Isabelle M., writes this: "I've been reading about more and more women opting to have their healthy breast(s) removed. I made that decision years after a mastectomy on my other breast, and I'd like to share my experience with you."

Isabelle goes on to write that she is a registered nurse, and has made her decision with full knowledge of all the facts. Although experts say there's no proof that the procedure extends the life expectancy of cancer patients, the rate of women choosing to have their healthy breast removed after they've had cancer in the other breast is growing. The rate of contralateral mastectomy (removal of the opposite breast) is increasing, with no plateau, say researchers.

In recent years, more and more doctors are recommending that their patients with breast cancer consider having their opposite (or unaffected) breast also removed - especially if they're relatively young at the time of diagnosis. Yet there are always other doctors who are outraged by a woman's choice to have any healthy tissue removed, arguing that there's no scientific data to back up that decision.

There are also women who choose prophylactic mastectomy before they've even received a cancer diagnosis; most of these women are at high risk for developing breast cancer and want to do all they can to avoid it.

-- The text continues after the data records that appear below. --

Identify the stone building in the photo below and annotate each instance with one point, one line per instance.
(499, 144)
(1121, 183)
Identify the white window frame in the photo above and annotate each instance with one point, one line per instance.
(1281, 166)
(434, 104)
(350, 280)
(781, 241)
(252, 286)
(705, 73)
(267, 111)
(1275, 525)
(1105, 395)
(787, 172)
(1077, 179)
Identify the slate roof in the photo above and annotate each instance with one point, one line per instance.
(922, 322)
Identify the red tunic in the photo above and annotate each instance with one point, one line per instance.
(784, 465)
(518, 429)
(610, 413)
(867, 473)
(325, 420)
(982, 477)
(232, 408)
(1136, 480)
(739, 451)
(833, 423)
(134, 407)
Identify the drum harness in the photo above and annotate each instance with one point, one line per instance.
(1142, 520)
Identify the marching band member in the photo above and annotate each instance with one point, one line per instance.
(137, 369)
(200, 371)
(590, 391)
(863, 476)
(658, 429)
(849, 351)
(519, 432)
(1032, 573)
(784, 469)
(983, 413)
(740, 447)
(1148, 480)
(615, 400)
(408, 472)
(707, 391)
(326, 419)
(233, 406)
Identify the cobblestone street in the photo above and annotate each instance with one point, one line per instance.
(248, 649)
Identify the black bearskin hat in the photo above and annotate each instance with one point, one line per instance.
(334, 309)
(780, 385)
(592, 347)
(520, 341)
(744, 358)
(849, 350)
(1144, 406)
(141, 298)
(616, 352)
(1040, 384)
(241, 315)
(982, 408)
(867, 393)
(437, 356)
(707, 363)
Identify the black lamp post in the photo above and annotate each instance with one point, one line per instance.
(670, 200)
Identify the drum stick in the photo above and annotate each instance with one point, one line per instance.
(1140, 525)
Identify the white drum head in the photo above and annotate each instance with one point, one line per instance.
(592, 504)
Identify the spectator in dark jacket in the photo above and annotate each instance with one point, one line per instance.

Here's Isabelle's account of her experience:
"After a mastectomy and failed reconstruction at age 44, I found myself with a single double- D sized, two- pound breast on one side and an ugly scar from the rejected implant on the other.

I plugged along for a few years, wearing a breast prosthesis in a specially designed bra, until one hot and humid summer when the bra got in the way of gardening and swimming, I could not stand it for another second.

At the same time, the fear of getting diagnosed with a new cancer in the remaining breast occupied my thoughts - a lot. Within a few months after visiting a few surgeons, I had a preventive mastectomy.

After the surgery I learned that the biopsy on the breast tissue that was removed was negative for cancer. Needless to say, I was so relieved, knowing that the breast tissue that betrayed my health earlier had been removed. I have no regrets whatsoever about my decision.

Today, I prefer being symmetrically flat-chested to wearing a heavy prosthesis and being left with one breast. It's worth the peace of mind."

Don't forget, that the decision to have a bilateral mastectomy, as well as the decision to have reconstruction (or not), are very personal decisions. Some women need to undergo the procedure as recommended by their doctor for treatment, but others would be undertaking this procedure for reasons that are wholly their own. There is no data to show that a prophylactic mastectomy prolongs a woman's life; it just changes the way she lives that life - whether it is with a different body image (good or bad), reduced fear of screening studies, or some lasting reminder (good or bad) of the diagnosis and treatment that she experienced.